As adults, the people who learned it wasn’t ok to be ok and that the only way to have emotional closeness is to either not be ok or for the other person to not be ok, find each other.  They find each other and perpetuate these same painful patterns of staying unhappy and creating unhappiness so as to maintain closeness.  And we need to be aware of this dynamic if we want to change it.  It isn’t possible to be happy and not have closeness with other people.  But even if it were, happiness is not worth being alone.  And so, if we don’t become aware of this pattern so as to make different choices in our relationships, we will never be ok and we will never be happy.  We will side with being close to each other and unhappy instead.

We tend to project the idea that we had of our primary authority figures over the universe at large and or God.  What we expect from the universe is no different from what we expected from them.  If this pattern was the pattern in our childhoods, we expect that any time we are ok or worse… happy, it is a guarantee that the universe will immediately knock us out of that place with a stressor, pain or tragedy.  We need to see that this has nothing to do with the universe at large.  It is other people who created and may be currently creating this pattern because we perpetuate this pattern in our adult relationships.   The universe is not against your happiness, but it is a real potential that someone in your life may be.  
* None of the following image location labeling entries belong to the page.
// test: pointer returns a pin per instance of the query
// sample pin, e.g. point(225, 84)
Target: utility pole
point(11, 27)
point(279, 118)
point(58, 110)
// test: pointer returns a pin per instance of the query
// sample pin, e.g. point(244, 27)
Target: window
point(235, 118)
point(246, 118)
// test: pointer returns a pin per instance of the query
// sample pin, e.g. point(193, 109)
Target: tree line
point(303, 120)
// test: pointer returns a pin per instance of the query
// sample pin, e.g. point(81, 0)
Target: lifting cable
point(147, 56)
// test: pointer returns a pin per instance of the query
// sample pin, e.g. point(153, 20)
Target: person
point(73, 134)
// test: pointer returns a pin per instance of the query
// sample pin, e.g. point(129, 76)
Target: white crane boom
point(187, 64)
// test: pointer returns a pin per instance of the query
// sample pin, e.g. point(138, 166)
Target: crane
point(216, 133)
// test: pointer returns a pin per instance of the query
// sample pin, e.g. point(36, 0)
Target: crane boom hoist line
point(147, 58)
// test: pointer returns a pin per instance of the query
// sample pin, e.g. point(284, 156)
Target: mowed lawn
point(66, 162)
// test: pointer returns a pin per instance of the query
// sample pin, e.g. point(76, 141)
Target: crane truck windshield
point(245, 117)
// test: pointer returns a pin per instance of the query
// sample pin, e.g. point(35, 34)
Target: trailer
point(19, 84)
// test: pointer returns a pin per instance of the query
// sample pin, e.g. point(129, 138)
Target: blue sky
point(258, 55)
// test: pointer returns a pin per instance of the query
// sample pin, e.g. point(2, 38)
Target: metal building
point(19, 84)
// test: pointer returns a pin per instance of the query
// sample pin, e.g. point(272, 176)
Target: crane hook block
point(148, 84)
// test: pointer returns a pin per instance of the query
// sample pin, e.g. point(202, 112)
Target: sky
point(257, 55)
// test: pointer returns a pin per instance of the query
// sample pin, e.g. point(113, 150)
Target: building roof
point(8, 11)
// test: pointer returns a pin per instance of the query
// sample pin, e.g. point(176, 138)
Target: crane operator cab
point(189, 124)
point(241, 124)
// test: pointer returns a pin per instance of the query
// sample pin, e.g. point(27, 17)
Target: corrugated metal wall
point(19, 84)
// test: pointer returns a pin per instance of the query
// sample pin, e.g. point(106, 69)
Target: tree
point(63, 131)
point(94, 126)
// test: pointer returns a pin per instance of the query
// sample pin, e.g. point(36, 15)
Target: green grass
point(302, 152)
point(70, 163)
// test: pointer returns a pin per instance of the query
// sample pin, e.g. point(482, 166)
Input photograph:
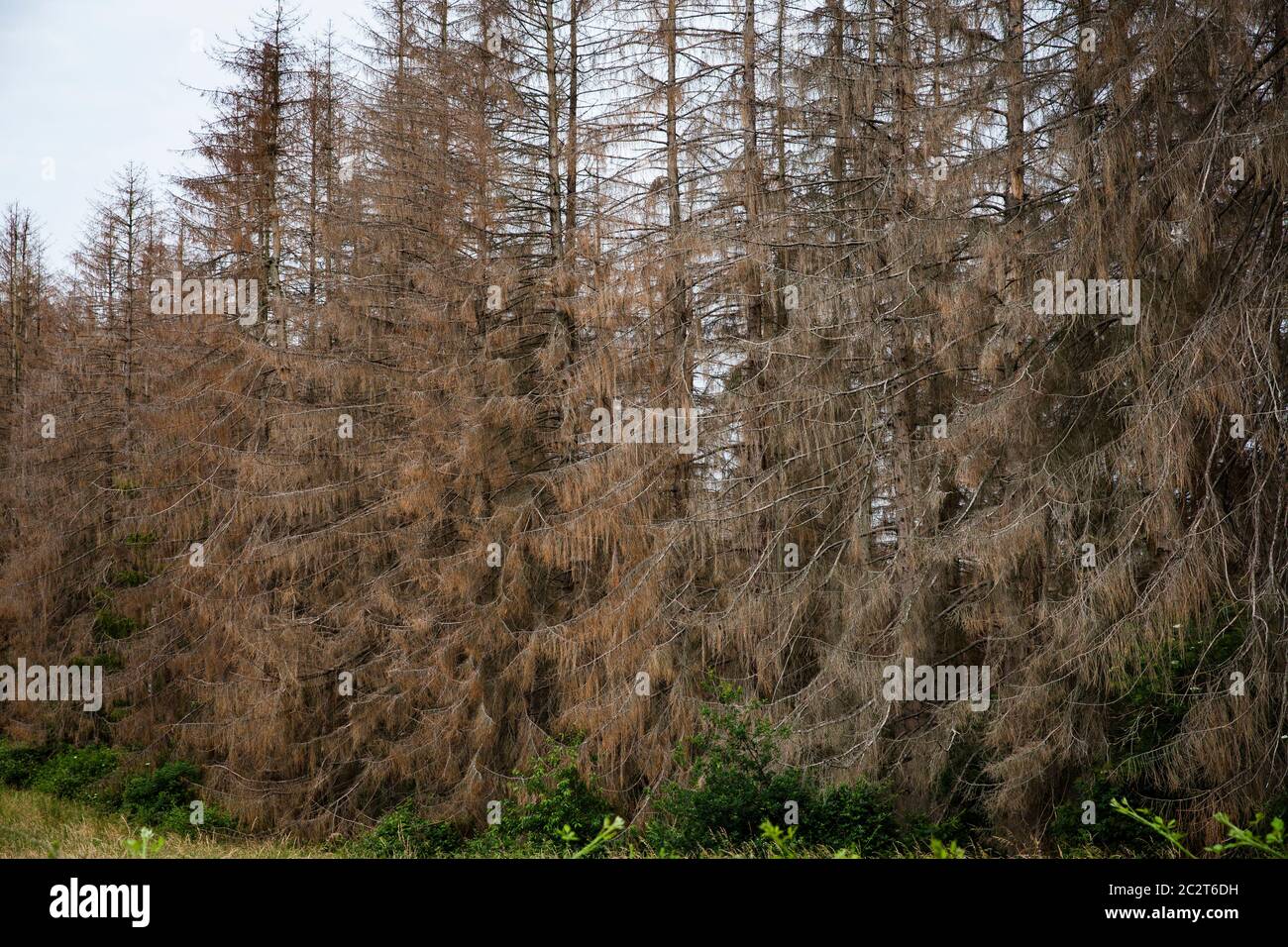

In truth, connection and closeness should have absolutely nothing to do with being ok or not being ok.  Whether a person is happy or not should have nothing to do with connection.  They are two independent things.  We need connection if we are OK and we need connection if we are not OK.  But in today’s world with today’s social shadows, we need to begin to let ourselves be connected and be happy at the same time.  We need to stay connected whether we are happy or sad.  Happiness has got to cease to be something that isolates us or causes us to isolate other people.  By making this change in our relationships, we will create a world where it will not only be ok to not be ok; it will be ok to be ok.